Intreccio assai meno complesso e lunghezza molto più contenuta per Lama, Pallottola o Capestro, pubblicato col titolo Knife, Bullet and Noose sull'Howard Collector nella primavera del 1965, a circa trent'anni dalla scomparsa dell'autore. Si tratta di un intreccio, se vogliamo, giallo, molto classico e caratterizzato da quel taglio pulp che contraddistingue tutti i racconti dell'opera. Qua protagonista abbiamo un mandriano che commercia bestiame spostandolo da una parte all'altra dell'America, ma senza ricorrere a treni o mezzi che possano permettere rapidi spostamenti. Ci viene narrata quella che, dalle nostre parti, potremmo definire una vera e propria transumanza. Howard concede brevi cenni, focalizzando l'interesse della lettura su una disputa che viene a crearsi tra il protagonista e alcuni cacciatori di bisonti che lamentano dei torti subiti, più specificatamente intendono vendicare un loro amico ucciso dal personaggio principale del racconto. Arena del confronto il saloon, non poteva esser diversamente. In realtà si tratta tutto di una montatura, ordita dal bullo di paese, per eliminare il commerciante e inscenare il furto dei soldi, assai ingenti, a lui dovuti come corrispettivo della transazione, così da permettere all'insospettabile boss di acquistare a titolo gratuito il bestiame concordato. Nel corso del testo emerge addirittura un precedente, per quello che diviene un vero e proprio schema malavitoso, orchestrato con arte e astuzia. Ma il cattivo di turno non ha fatto i conti col grande uomo del west howardiano.
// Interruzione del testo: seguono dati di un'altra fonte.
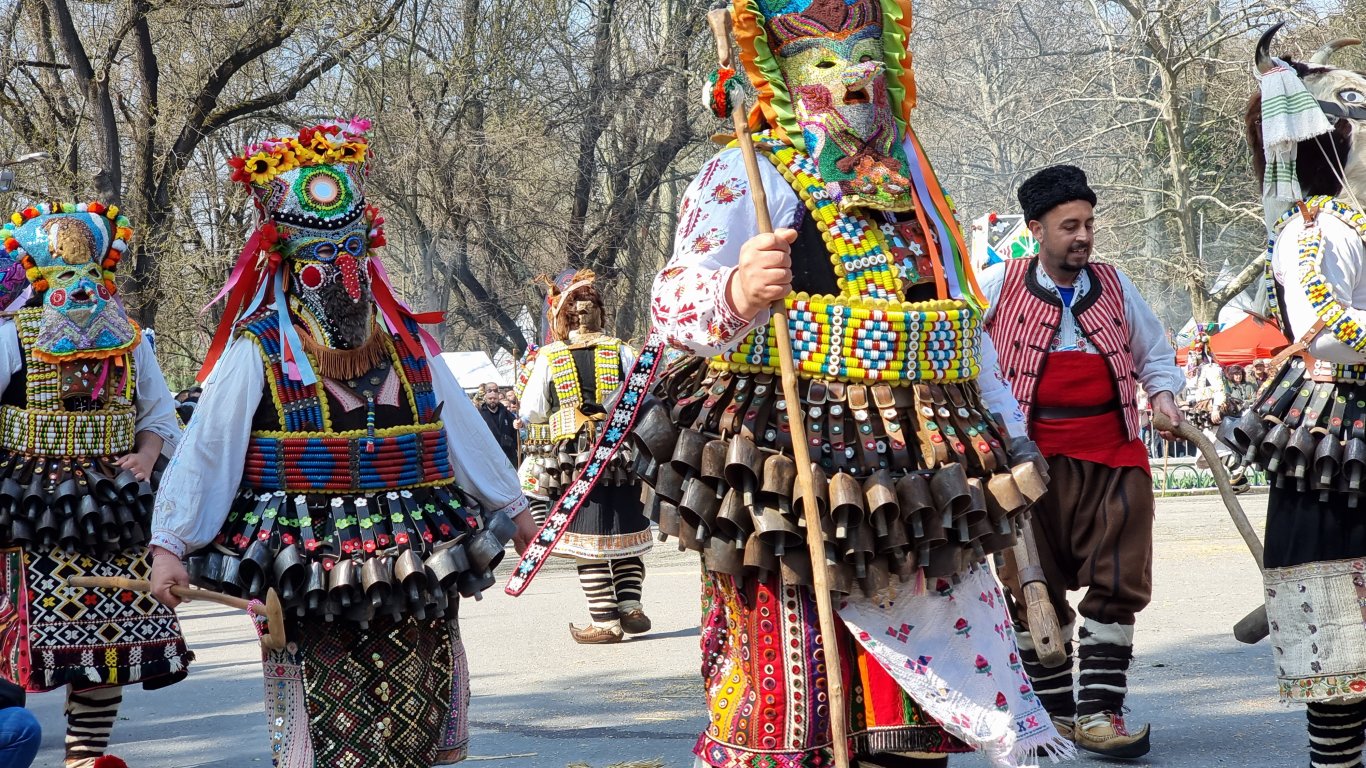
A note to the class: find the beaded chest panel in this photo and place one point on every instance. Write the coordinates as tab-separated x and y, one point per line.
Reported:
101	394
868	332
Testo semplice, onesto, dal grande ritmo e dall'intrattenimento costante. Howard, anche qua, offre alcune pennellate antropologiche che ne identificano il pensiero, lo fa infatti a suo modo, con quell'impostazione che alcuni lettori dei giorni nostri identificherebbero con una predisposizione, diciamo così, alle tematiche destrorse. Così leggiamo una critica, dal sapore conservatrice piuttosto che progressita, che rievoca alla mente certe posizioni politiche di H.P. Lovecraft. Si legge infatti che "le città dei mercati di bestiame si erano riempite di giocatori d'azzardo, imbroglioni, pistoleri, tutta la genia di parassiti che segue passo passo ogni boom economico... Un ingenuo cowboy trovava meno pericolo tra le insidie della pista che non fra gli intrighi della città in espansione." Eloquente la posizione filosofica e sociologica dell'autore che, guarda caso, non era certo un amante della città, vista come un luogo in cui pullula, prolifica e fa affari la feccia sociale. "Tutti i cacciatori erano a loro volta uomini di grossa statura, in gran parte coperti di pelli e con mocassini indiani.... Dal momento che la loro esistenza era primitiva, erano duri e feroci non meno degli indiani, ma molte volte più pericolosi. Ispidi, burberi, fieri, con gli occhi a lampeggiare alla luce delle lampade e le mani a oscillare davanti al manico dei grandi coltelli che portavano alla cinta." Traspare dunque in modo evidente la presa di distanza dell'autore da certe categorie di soggetti, visti come tribali, privi di capacità di ragionamento e così bestiali da preferire il coltello (arma da corpo a corpo che offre la sensazione di dominio fisico sull'avversario e dunque offre la sensazione di maggiore virilità) alla più fredda pistola, un oggetto che rende la morte altrui meno apprezzabile e sensibile per il suo colpire da distanza oltre che ad annullare ogni abilità umana (meno la mentale, come vedremo nel successivo racconto) così da scrivere che "grande o piccolo, davanti a una .45 sono tutti uguali. E in quelle parole c'era l'intera filosofia del pistolero."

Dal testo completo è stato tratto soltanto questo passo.